Während Martino, Jäger und ihre Mitarbeiter repräsentative Kataloge
aus verschiedenen deutschen Territorien in Fünfzehnjahresschritten
nach Verfassern und Bandzahlen ausgewertet haben, um so die
"Erfolgsautoren" im Bestand der Leihbibliotheken zu ermitteln, geht
Sirges einen eher unkonventionellen Weg: Zunächst wurden die Verfasser
ausgewählt, deren Registereinträge mehr als vier Zeilen beanspruchen.

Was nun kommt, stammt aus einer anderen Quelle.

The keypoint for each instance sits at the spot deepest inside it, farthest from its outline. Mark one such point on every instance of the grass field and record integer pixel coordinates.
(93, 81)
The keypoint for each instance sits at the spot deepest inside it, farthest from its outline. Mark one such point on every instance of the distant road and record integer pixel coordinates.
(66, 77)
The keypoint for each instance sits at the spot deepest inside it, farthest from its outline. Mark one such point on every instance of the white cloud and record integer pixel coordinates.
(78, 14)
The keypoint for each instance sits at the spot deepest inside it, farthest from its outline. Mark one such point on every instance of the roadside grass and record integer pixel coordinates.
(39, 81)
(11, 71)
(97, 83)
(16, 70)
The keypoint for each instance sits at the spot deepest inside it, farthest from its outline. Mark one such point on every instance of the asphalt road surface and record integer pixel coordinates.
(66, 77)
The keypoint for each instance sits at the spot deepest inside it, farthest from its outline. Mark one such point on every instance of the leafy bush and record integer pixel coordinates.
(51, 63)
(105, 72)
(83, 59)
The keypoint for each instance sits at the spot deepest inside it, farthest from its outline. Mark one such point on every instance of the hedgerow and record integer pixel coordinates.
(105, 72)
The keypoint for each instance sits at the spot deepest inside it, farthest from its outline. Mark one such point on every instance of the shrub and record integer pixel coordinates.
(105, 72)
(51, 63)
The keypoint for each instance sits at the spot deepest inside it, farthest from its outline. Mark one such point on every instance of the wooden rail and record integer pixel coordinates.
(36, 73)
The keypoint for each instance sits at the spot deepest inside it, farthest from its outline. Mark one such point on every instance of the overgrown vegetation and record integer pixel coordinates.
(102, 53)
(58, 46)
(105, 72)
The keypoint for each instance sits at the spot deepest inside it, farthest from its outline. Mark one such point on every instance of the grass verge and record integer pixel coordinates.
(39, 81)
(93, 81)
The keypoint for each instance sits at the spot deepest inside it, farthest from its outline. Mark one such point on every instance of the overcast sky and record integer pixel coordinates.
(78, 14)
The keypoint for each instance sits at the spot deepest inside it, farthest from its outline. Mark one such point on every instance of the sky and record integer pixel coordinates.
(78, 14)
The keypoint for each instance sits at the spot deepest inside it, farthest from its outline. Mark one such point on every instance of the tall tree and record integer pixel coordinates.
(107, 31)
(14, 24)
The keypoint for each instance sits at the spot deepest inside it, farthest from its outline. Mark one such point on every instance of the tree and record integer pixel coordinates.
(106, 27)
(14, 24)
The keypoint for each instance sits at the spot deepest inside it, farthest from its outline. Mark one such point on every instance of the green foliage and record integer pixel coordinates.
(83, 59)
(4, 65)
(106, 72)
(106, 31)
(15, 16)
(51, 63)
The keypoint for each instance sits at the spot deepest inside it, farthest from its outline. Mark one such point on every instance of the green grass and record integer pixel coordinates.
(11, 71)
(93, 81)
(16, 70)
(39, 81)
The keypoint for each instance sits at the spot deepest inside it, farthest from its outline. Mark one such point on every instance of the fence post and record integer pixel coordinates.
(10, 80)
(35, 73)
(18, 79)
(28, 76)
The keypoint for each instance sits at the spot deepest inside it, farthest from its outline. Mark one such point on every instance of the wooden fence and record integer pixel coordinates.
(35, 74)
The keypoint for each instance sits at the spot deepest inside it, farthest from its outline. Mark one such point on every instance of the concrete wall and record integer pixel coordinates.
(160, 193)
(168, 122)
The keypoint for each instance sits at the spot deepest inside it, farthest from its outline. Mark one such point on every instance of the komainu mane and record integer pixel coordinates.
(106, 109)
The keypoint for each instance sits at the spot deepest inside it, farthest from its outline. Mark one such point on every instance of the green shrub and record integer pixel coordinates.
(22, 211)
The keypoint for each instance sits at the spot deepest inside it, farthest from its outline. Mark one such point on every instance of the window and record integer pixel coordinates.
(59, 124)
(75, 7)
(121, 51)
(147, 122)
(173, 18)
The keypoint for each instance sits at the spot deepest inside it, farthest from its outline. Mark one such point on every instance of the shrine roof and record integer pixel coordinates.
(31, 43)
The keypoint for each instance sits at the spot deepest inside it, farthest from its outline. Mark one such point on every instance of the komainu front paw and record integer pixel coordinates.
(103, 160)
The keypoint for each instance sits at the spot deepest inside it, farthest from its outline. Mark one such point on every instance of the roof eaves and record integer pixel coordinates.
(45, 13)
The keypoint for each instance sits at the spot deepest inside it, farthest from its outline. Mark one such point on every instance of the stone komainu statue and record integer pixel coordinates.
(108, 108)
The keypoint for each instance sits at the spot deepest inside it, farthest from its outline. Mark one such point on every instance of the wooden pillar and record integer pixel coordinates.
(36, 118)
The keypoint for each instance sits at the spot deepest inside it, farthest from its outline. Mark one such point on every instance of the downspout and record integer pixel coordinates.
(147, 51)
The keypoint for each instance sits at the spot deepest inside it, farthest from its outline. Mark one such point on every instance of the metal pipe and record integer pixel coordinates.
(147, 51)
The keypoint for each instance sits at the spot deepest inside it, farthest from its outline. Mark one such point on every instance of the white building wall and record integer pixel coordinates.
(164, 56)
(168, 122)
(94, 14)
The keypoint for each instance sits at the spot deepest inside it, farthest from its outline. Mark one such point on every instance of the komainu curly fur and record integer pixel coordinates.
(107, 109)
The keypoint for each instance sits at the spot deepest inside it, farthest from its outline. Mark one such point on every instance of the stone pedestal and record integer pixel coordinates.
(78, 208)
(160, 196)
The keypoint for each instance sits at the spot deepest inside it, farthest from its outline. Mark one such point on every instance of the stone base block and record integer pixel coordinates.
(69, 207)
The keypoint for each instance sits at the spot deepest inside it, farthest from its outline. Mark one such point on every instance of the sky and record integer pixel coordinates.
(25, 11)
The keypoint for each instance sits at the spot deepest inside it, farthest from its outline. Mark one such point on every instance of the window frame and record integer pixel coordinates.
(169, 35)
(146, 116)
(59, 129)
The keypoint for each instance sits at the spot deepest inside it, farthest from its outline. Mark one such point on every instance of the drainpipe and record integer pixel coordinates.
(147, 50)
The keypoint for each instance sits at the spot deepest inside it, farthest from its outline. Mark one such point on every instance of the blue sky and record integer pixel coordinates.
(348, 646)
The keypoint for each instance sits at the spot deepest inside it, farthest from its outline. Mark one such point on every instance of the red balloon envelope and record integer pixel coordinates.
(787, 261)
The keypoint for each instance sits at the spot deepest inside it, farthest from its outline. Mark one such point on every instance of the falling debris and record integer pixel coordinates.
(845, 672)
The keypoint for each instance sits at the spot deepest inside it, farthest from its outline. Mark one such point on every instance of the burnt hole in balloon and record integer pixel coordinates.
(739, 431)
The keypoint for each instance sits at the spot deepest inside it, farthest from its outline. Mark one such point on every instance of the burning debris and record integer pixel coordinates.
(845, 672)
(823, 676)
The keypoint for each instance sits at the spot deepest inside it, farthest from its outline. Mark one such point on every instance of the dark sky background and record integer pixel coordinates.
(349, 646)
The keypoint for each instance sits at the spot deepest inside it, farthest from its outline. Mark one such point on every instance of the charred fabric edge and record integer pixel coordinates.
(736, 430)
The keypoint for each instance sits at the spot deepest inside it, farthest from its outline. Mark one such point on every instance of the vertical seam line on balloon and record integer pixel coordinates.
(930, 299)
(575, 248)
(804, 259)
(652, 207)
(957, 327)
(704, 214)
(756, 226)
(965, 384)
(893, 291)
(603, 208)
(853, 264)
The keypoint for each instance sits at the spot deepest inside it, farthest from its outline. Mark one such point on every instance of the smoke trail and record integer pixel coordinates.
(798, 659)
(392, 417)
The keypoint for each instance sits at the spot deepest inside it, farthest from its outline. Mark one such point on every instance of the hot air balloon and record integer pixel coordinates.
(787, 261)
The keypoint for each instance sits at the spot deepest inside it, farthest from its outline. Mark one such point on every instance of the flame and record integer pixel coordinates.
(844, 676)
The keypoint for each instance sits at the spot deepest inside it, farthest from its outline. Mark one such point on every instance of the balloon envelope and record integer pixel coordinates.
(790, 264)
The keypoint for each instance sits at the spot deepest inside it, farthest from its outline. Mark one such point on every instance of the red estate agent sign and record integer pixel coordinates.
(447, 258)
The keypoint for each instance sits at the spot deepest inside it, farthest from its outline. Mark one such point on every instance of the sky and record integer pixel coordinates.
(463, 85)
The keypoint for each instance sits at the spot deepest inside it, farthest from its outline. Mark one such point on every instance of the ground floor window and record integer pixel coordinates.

Zu diesen Auserwählten wurden dann die Bandzahlen aus allen Katalogen
erfaßt. Das Ergebnis ist ebenso einfach wie verblüffend: Die zehn
Spitzenautoren von Sir Walter Scott bis Heinrich Clauren (i.e. Karl
Heun) präsentieren sich in der gleichen Rangfolge wie in den
Statistiken von Martino und Jäger. Damit erledigt sich die von Sirges
geforderte weitere Erforschung der "regionalen Besonderheiten" (S. 15)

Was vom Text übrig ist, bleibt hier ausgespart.